C’est le chiffre magique des programmes de politique économique à droite, rappelle Ivan best : il faut tailler dans la dépense publique en France pour la ramener de 57% du PIB aujourd’hui, à 50%, soit juste au dessus de la moyenne européenne. Et, pour y parvenir, réaliser au moins 100 milliards d’euros d’économies ? Mais où ? Cette promesse pourra-t-elle vraiment se traduire dans les faits, en cas de victoire de la droite?

En fait, il y a 100 milliards et 100 milliards… Ceux de Nicolas Sarkozy ne ressemblent pas nécessairement à ceux de François Fillon ou Alain Juppé, ou Bruno Le Maire. Bien sûr, on ne connaît pas le détail des économies envisagées. Seul Nicolas Sarkozy, au nom des Républicains, a rendu public le 30 mars un document censé détailler les économies à venir. Censé, car en dépit de l’affichage d’une addition se voulant précise et tombant juste, un certain flou continue de régner sur la réalité des économies possibles. Mais, de ce document et de sa présentation par les experts des Républicains se dégage une idée force : les économies viendraient majoritairement d’une meilleure gestion. Bien sûr, certaines seraient contestées -comme l’instauration d’une dégressivité des allocations chômage, dans le cadre d’une Unedic reprise en main par l’Etat-. Mais le projet repose globalement sur un maintien des politiques publiques actuelles, « à périmètre constant ». L’idée est longuement développée selon laquelle il suffirait de mieux organiser les administrations -ce qui permettrait de supprimer 300.000 postes de fonctionnaires, y compris dans les collectivités locales- pour atteindre un montant d’économies considérables (une cinquantaine de milliards d’économies, y compris le passage de 35 à 37 heures dans la fonction publique).

Révolution libérale ?

Avec la révolution libérale qu’il préconise, François Fillon, entend aller plus loin dans les économies -110 milliards- mais aussi dans la réforme : réduction du nombre de collectivités territoriales, passage aux 39 heures dans la fonction publique, et surtout réforme des retraites, avec passage de l’âge légal à 65 ans et mise en place d’un système de capitalisation.

Ce sujet de la retraite est essentiel.
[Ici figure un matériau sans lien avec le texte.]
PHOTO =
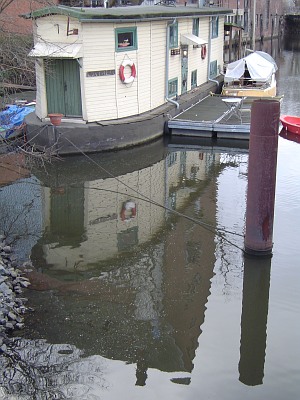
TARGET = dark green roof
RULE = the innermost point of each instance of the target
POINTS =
(128, 13)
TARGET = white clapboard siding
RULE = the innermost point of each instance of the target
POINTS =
(99, 55)
(54, 29)
(144, 67)
(126, 94)
(106, 97)
(158, 59)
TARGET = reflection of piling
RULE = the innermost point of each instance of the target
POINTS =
(254, 320)
(262, 176)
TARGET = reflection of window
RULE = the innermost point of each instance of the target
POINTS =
(215, 27)
(173, 87)
(213, 69)
(126, 39)
(172, 157)
(173, 35)
(196, 26)
(194, 79)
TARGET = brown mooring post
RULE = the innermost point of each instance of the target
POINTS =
(262, 164)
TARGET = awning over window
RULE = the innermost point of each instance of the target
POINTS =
(57, 50)
(189, 38)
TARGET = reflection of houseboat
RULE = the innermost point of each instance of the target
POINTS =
(251, 76)
(118, 74)
(147, 307)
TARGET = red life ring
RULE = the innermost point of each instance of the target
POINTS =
(128, 211)
(131, 78)
(203, 52)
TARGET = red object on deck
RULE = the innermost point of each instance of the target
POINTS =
(262, 165)
(291, 123)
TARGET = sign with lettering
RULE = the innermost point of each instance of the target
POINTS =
(107, 72)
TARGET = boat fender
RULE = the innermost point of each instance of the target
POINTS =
(131, 78)
(128, 211)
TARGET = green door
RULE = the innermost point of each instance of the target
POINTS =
(63, 87)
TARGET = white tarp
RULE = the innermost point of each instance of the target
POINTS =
(260, 65)
(189, 38)
(56, 50)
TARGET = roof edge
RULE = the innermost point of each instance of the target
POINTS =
(126, 13)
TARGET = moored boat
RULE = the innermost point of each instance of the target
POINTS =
(251, 76)
(291, 123)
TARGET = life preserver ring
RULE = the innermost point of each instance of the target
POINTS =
(203, 51)
(128, 211)
(131, 78)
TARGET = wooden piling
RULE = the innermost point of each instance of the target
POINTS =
(263, 145)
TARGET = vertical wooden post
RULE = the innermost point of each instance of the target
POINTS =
(262, 176)
(254, 320)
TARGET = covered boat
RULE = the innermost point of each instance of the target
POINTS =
(291, 123)
(251, 76)
(12, 120)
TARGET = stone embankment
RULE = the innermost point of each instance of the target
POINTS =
(12, 283)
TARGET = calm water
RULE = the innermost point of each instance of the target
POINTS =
(147, 303)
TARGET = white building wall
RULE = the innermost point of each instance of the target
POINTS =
(106, 97)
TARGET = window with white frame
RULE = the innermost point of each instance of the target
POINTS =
(214, 27)
(173, 35)
(194, 79)
(213, 69)
(126, 39)
(173, 87)
(196, 26)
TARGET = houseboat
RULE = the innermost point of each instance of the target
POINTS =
(116, 75)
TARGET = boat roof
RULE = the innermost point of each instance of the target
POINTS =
(261, 67)
(90, 14)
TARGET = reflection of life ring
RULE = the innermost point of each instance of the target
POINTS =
(128, 210)
(203, 52)
(131, 78)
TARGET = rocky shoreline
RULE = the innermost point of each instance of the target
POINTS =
(12, 283)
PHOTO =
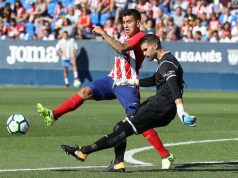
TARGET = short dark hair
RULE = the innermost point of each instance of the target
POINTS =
(150, 38)
(132, 12)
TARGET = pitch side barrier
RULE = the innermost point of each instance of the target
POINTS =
(212, 66)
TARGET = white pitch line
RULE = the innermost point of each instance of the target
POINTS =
(129, 158)
(129, 154)
(95, 167)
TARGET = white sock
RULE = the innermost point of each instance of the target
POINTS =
(76, 75)
(66, 81)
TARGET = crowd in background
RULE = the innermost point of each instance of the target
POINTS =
(171, 20)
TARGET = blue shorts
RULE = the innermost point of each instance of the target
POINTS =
(66, 63)
(129, 97)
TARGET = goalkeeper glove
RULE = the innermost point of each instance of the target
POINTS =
(184, 117)
(125, 82)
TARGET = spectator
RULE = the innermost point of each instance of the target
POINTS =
(225, 16)
(118, 6)
(47, 36)
(217, 7)
(172, 30)
(191, 17)
(178, 16)
(155, 8)
(214, 37)
(225, 31)
(234, 32)
(60, 20)
(14, 30)
(59, 9)
(19, 11)
(227, 38)
(188, 37)
(150, 26)
(41, 25)
(67, 48)
(71, 15)
(67, 26)
(197, 36)
(84, 23)
(179, 3)
(161, 17)
(109, 28)
(104, 6)
(161, 31)
(144, 6)
(6, 13)
(204, 19)
(214, 23)
(185, 28)
(198, 27)
(39, 11)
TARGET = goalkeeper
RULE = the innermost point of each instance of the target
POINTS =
(157, 111)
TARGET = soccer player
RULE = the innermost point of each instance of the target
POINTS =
(128, 60)
(157, 111)
(66, 48)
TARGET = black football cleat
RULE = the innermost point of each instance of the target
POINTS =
(74, 151)
(116, 167)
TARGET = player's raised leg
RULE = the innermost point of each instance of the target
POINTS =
(153, 138)
(70, 104)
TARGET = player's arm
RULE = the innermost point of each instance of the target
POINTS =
(58, 50)
(169, 73)
(146, 82)
(118, 46)
(74, 50)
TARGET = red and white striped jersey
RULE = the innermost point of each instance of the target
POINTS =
(127, 65)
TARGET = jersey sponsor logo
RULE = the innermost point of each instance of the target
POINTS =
(32, 54)
(199, 56)
(232, 56)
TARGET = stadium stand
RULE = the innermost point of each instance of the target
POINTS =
(172, 19)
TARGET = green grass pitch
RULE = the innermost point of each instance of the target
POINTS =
(217, 118)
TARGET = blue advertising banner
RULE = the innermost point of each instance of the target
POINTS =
(37, 63)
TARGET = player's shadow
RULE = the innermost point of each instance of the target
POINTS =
(83, 66)
(198, 167)
(181, 167)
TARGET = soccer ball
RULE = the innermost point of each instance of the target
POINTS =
(17, 124)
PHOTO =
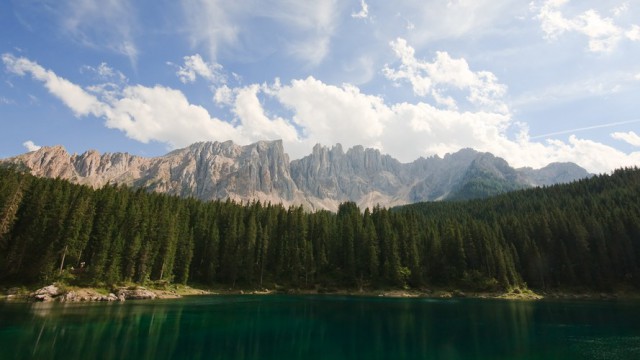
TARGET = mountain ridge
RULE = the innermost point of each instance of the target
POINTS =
(321, 180)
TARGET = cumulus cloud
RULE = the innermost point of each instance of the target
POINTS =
(195, 66)
(317, 112)
(363, 13)
(603, 33)
(629, 137)
(445, 73)
(30, 146)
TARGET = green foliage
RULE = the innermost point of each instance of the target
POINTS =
(581, 235)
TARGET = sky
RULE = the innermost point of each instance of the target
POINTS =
(532, 82)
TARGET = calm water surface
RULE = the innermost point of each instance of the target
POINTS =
(321, 327)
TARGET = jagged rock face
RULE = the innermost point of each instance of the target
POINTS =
(331, 173)
(221, 170)
(321, 180)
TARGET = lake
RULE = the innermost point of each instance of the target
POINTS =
(321, 327)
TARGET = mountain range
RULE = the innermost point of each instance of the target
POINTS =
(322, 180)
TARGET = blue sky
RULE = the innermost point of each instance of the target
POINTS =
(532, 82)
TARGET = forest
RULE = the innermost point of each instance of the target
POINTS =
(583, 235)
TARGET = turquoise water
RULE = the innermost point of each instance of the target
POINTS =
(321, 327)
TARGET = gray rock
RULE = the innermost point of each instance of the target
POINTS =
(321, 180)
(138, 293)
(47, 293)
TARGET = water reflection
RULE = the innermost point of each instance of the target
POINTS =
(277, 327)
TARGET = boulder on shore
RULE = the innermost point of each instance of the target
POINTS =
(47, 293)
(137, 293)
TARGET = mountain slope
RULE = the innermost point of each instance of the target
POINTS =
(321, 180)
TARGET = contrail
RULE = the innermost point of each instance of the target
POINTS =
(585, 128)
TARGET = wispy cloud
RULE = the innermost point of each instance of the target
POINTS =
(305, 27)
(603, 32)
(445, 73)
(593, 127)
(105, 24)
(629, 137)
(195, 66)
(30, 146)
(319, 112)
(363, 13)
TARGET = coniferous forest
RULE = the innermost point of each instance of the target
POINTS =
(583, 235)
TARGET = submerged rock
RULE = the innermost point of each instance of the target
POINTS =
(138, 293)
(47, 293)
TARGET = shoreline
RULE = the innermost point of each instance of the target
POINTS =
(63, 293)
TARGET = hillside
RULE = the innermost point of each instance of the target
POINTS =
(321, 180)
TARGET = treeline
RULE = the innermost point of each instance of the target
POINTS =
(581, 235)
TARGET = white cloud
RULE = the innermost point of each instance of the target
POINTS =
(195, 66)
(330, 114)
(445, 73)
(223, 95)
(30, 146)
(620, 9)
(634, 33)
(6, 101)
(256, 125)
(321, 113)
(603, 33)
(363, 13)
(106, 73)
(102, 24)
(629, 137)
(72, 95)
(308, 26)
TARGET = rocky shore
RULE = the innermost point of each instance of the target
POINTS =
(59, 293)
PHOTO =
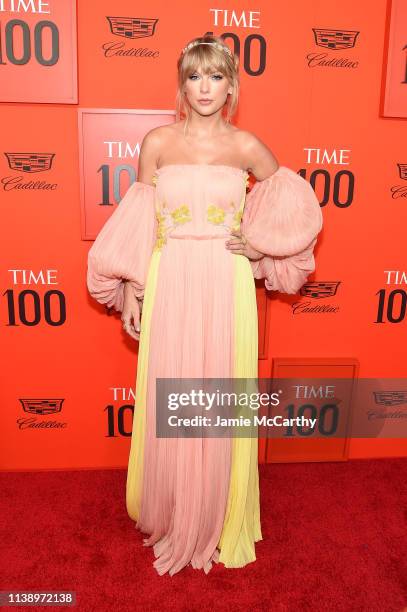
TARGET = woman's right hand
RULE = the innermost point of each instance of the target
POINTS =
(131, 312)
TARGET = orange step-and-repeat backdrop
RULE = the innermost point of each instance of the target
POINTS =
(323, 85)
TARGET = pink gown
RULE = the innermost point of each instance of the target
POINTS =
(197, 499)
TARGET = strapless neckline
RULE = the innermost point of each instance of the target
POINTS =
(203, 165)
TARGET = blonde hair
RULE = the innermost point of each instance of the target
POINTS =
(209, 57)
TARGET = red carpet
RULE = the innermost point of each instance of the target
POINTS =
(335, 539)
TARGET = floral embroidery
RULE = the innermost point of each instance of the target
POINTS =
(229, 218)
(181, 214)
(178, 216)
(215, 214)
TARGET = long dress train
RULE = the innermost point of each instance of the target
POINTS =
(197, 499)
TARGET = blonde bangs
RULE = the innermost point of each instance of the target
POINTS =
(207, 59)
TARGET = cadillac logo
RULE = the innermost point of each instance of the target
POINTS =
(42, 406)
(321, 289)
(335, 39)
(132, 27)
(30, 162)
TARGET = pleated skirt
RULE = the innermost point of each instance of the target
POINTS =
(197, 499)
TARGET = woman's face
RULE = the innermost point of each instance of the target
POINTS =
(213, 87)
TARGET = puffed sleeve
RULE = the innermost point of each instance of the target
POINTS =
(282, 218)
(123, 248)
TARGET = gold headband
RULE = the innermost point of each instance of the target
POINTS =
(215, 44)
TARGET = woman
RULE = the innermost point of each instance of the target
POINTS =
(184, 246)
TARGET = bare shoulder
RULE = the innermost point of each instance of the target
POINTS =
(154, 142)
(259, 158)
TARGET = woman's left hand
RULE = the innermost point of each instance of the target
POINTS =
(241, 246)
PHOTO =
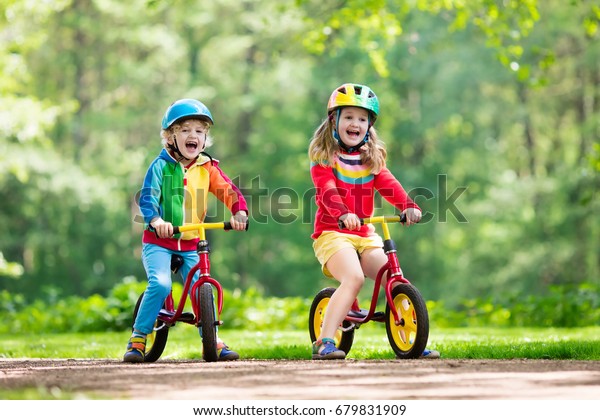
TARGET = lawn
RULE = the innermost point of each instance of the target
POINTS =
(370, 342)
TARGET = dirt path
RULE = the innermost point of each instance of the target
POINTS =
(308, 380)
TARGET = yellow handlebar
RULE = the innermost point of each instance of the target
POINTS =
(202, 226)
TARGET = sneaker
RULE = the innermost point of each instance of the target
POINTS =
(430, 354)
(225, 353)
(135, 350)
(325, 349)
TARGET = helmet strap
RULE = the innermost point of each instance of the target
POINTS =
(344, 146)
(173, 147)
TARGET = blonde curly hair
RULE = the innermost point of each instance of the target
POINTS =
(323, 148)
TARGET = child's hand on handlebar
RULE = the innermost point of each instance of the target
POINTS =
(351, 221)
(163, 229)
(412, 216)
(239, 220)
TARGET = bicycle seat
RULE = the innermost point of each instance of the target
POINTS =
(176, 262)
(184, 317)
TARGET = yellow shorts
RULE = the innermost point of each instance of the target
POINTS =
(330, 242)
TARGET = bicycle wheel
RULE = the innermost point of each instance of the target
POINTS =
(156, 340)
(208, 325)
(343, 339)
(409, 339)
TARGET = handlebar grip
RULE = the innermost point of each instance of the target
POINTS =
(227, 225)
(342, 226)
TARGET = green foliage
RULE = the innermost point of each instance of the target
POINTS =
(564, 306)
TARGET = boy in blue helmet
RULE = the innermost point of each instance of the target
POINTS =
(175, 191)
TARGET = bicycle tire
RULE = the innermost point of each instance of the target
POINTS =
(156, 340)
(343, 339)
(409, 339)
(208, 326)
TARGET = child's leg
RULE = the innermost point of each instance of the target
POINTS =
(157, 262)
(189, 260)
(371, 261)
(345, 267)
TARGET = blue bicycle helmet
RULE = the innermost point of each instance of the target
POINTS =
(185, 109)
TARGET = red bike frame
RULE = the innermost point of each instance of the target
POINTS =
(203, 265)
(392, 266)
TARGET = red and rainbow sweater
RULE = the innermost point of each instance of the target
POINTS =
(348, 186)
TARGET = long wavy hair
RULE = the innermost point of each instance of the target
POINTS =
(324, 147)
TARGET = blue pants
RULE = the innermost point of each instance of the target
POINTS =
(157, 262)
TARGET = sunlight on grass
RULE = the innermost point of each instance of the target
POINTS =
(370, 342)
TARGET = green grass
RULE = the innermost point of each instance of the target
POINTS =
(370, 342)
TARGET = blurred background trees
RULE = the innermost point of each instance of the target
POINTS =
(490, 113)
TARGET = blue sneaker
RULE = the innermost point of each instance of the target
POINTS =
(225, 353)
(430, 354)
(135, 350)
(325, 349)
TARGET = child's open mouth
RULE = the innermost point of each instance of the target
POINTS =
(353, 133)
(191, 146)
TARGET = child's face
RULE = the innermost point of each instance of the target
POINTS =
(190, 136)
(353, 125)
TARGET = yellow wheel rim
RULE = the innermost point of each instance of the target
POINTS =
(319, 318)
(404, 335)
(150, 339)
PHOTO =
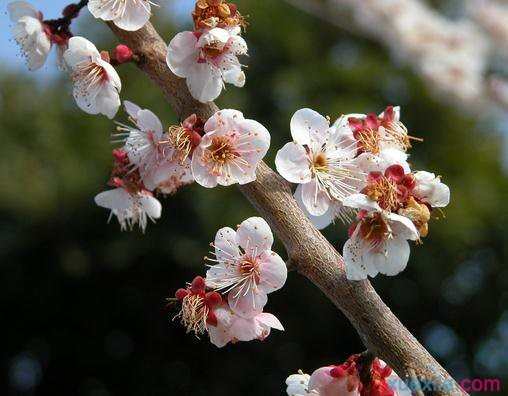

Si la protection sociale – au sens large : santé, politique familiale, retraites, allocations chômage, politique du logement, RSA – représente un budget équivalent à un tiers du PIB, ce qui constitue un record mondial, comme le soulignent les experts des Républicains, c’est d’abord en raison du poids des pensions. Le choix a été fait en France de retraites plus largement publiques qu’ailleurs. Le système de retraite représente en France une dépense proche de 14% du PIB, alors que la moyenne européenne est de 11%.

Plus de retraites publiques en France

Non pas que les retraités français soient beaucoup mieux traités qu’ailleurs -ils le sont peut-être, mais à la marge. La différence tient surtout au mix public/privé. En Grande-Bretagne, la retraite publique représente 580 euros par mois, et jamais au-delà. Pour le reste, il faut faire appel au secteur privé. Les salariés anglais cotisent à des fonds de pension, afin d’obtenir un revenu supérieur à des 580 euros, une fois partis en retraite. Ces fonds de pension ne sont évidemment pas comptabilisés en dépense publique, ni en prélèvements obligatoires, même si les salariés ont dû renoncer à une partie de leur rémunération nette pour y cotiser, et si cette cotisation est pour partie obligatoire. S’agissant d’organismes d’épargne retraite privés, il ne peut s’agir d’une dépense publique.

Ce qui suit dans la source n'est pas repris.